隣の国で日本との関わりも深いというのに、私は朝鮮半島の歴史について全然知らないのだと痛感しました。

日本警察と義烈団、お互いに探り合い誰が敵で誰が味方なのか、信用できるのは誰なのか。
冒頭での東の言葉、乱世の元では友などいないのかもしれない。
生きるために同胞の仲間を売り、日本警察の密偵であるジョンチョルに、初めは狡猾にフリをしてた友情に、なかば投げよこすように命を預けたキムウジンとの関係が、ジョンチョルが裁判で自分の心を偽り証言し涙を流す場面で、すでにだいぶん前より友情が生まれていたのだと、そこから心が動いていくのがよく表されていたなと思いました。

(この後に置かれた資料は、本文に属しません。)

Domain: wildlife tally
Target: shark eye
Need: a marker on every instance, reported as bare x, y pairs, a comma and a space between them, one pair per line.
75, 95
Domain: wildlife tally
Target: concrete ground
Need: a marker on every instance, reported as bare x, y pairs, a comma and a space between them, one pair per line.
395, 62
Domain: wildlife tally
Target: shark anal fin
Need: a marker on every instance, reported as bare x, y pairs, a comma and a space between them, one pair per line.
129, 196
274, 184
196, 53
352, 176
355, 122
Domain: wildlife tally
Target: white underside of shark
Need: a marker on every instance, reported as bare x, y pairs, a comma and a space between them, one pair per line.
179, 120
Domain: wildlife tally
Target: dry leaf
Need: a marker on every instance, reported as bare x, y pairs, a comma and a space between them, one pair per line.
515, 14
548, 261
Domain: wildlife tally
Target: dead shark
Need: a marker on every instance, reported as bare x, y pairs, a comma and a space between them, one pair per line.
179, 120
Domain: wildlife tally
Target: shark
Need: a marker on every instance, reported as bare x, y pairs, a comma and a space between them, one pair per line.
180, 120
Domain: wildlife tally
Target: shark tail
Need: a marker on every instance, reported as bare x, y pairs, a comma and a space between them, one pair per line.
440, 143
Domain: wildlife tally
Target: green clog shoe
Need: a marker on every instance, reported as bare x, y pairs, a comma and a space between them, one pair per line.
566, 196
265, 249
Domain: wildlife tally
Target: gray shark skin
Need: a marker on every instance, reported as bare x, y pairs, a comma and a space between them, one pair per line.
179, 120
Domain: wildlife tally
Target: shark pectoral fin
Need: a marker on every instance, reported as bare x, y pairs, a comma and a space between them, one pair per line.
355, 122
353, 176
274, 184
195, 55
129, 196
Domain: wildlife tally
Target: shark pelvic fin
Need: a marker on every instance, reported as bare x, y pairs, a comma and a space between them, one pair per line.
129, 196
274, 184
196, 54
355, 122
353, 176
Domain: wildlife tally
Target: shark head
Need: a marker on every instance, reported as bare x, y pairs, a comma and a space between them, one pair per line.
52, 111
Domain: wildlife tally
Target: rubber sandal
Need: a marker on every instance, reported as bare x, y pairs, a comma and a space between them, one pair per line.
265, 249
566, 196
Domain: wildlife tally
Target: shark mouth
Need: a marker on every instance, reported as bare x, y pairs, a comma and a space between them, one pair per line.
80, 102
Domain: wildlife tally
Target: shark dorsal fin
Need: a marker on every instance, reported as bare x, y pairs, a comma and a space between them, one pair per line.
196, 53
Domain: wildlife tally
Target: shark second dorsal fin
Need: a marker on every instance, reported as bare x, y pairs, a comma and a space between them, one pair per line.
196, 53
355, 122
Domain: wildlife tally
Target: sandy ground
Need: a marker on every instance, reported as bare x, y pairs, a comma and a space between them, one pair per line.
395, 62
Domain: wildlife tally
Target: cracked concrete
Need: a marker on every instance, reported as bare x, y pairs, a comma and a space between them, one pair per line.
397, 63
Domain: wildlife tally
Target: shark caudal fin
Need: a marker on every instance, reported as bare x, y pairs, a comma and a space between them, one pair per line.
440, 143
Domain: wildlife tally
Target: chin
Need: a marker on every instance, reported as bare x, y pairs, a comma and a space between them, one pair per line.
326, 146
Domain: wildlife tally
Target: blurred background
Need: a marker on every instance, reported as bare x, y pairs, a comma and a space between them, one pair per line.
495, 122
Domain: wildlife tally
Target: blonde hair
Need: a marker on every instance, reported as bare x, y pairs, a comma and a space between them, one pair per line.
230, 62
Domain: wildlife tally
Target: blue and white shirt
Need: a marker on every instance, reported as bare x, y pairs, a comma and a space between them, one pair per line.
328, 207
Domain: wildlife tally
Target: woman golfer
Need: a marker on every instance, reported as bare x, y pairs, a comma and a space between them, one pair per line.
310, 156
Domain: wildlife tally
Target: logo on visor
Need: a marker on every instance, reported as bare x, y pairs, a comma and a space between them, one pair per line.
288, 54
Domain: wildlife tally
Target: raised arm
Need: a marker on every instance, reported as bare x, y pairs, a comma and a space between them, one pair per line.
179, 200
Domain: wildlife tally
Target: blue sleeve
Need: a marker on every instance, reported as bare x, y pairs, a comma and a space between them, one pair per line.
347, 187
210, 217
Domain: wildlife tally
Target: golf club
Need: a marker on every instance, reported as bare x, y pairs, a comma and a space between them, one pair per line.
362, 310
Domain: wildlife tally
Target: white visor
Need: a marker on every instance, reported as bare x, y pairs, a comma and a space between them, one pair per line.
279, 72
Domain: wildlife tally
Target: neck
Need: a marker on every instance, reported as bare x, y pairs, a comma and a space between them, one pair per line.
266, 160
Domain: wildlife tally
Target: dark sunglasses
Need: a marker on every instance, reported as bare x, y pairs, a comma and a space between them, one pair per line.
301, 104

主役のソンガンホ、日本語での言い回しや抑揚のつけ方がとても流暢ですごい。
隠しきれない人の良さが、非道になりきれないジョンチョルによく合っていたと思います。
コン・ユの演技力を私は尊敬してるのですが、今回も頭が良くしたたかで憎めないウジンの表現が見事だったなと思います。表情の使い分けがすごい。こう言うシリアスな役がとても似合うと思う。あと、スタイルが良すぎて気が散る笑。列車内で逃げた残党を追いかけるとことか、後ろ姿がすごい美しかったわー。
イ・ビョンホンも少ししか出なかったけどさすがの存在感で、一見柔和だけど眼光は強いボスらしさが醸し出ててよかった。

アクションもリアルにエグくて緊迫感あり、拷問シーンも見てられなかったけど、鶴見辰吾が普通のテンションで指示する感じが、すでに日常茶飯事なのだというのが見て取れて、いい演出だと思う。

日本人からすると目を背けがちだけど、侵略された側にしかわからないことがあるわけで、私たちは見ておかなくてはと思いました。